Oh the endless unrevised sentences of highly motivated and easily panicked students who during finals week—which seems like it should be possessive but which I believe to be adjectival, in that the word "finals" in its plural form modifies the word "week" in its nominal—neglect such simple things as common sense and reasonable sentence length in a desperate (but ultimately futile) attempt to stuff every last thought they have about this, that or the other topic into a single sentence for fear that, if they do not, the person responsible for grading their final essay—be he a lowly T.A. like myself or a Pulitzer Prize-winning journalist like Barry Siegel—will decide that since the entirety of their thinking about this, that or the other was not contained within a single sentence that the aforementioned highly motivated and obviously outrageously caffeinated students will fail this class, lose their scholarship, be forced to attend community college while working 70 hour weeks at In-N-Out Burger and thus never amount to anything in life because they decided that thoughts must be contained in sentences much like they are contained in minds—that is, completely and wholly—with nothing pertaining to the thought they have corralled into the sentence being allowed to exist outside it lest their instructors (myself and Barry) mistake their decision to end a sentence with a desire to end all thought per se and embrace the life they have worked so hard for so long to escape, which they desperately do not want to do but which their instructors (Barry and I) never really think about when we read their essays since we are more concerned with other, more important, matters like whether a student knows how to end a sentence.
Did nobody ever teach you to use a comma?! The sentence is completely unmanageable unless you make "Oh, the endless...." I stumbled first attempt before I realized what was missing.
Posted by: MT | Saturday, 25 March 2006 at 12:25 AM
I added a comma, but I must say, the absence of commas is sorta the point.
Posted by: Scott Eric Kaufman | Saturday, 25 March 2006 at 02:10 AM
Oh, yes. So true.
Nice nod to Queen in the title of that post, by the way.
Posted by: Ancrene Wiseass | Saturday, 25 March 2006 at 04:08 AM
Finals week? I do that in every paper. #1 comment in my thesis: "END THE SENTENCE PLEASE GOD END THE SENTENCE"
Posted by: Jason | Saturday, 25 March 2006 at 07:58 AM
"The poor implementation of big words will still get me the 'A', right? Surely, I deserve a better life than that of those who serve sliders."
Posted by: eM | Saturday, 25 March 2006 at 08:57 AM
Really though, isn't length unduly maligned? It's not how far you run with it, it's whether you leave any confused readers behind. I say size doesn't matter. Editors and graders who say so are just length-ists.
Posted by: MT | Saturday, 25 March 2006 at 10:53 AM
"I say size doesn't matter."
Not according to the herbal pill increase your sentence length spammers.

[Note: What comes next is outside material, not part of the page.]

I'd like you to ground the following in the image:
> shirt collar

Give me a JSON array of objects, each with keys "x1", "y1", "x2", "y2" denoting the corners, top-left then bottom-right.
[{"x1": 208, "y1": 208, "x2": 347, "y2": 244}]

Posted by: Rich Puchalsky | Saturday, 25 March 2006 at 12:01 PM
In high school Advanced Grammar and Composition -- still the most useful course I ever took in 26 consecutive years as a student -- we used something called the "Fog Index" to determine the "grade level" at which we were writing. I'm too lazy to google it to see if it still is in use. Nonetheless, it became something of a sport -- among the boys in the class, at least -- to see how MASSIVE and GIRTHY our fog index could be if we really, really tried to "go huge."
I'd try to analyze that competitive drama, but I don't know if anyone has ever developed an, um, instrument that would allow us to -- you know -- probe the inner psyche of the virginal young male mind. When that happens, I think many aspects of human experience will instantly ripen for study.
Posted by: d | Saturday, 25 March 2006 at 06:57 PM
Well, of course it's not the length, it's what you do with it that counts.
Allegedly.
Posted by: Sharon | Saturday, 25 March 2006 at 07:02 PM
If I know American political culture, that's explains what goes in and out of Foggy Bottom.
Posted by: MT | Saturday, 25 March 2006 at 07:08 PM
Sorry, I lost count of what entendre we were on.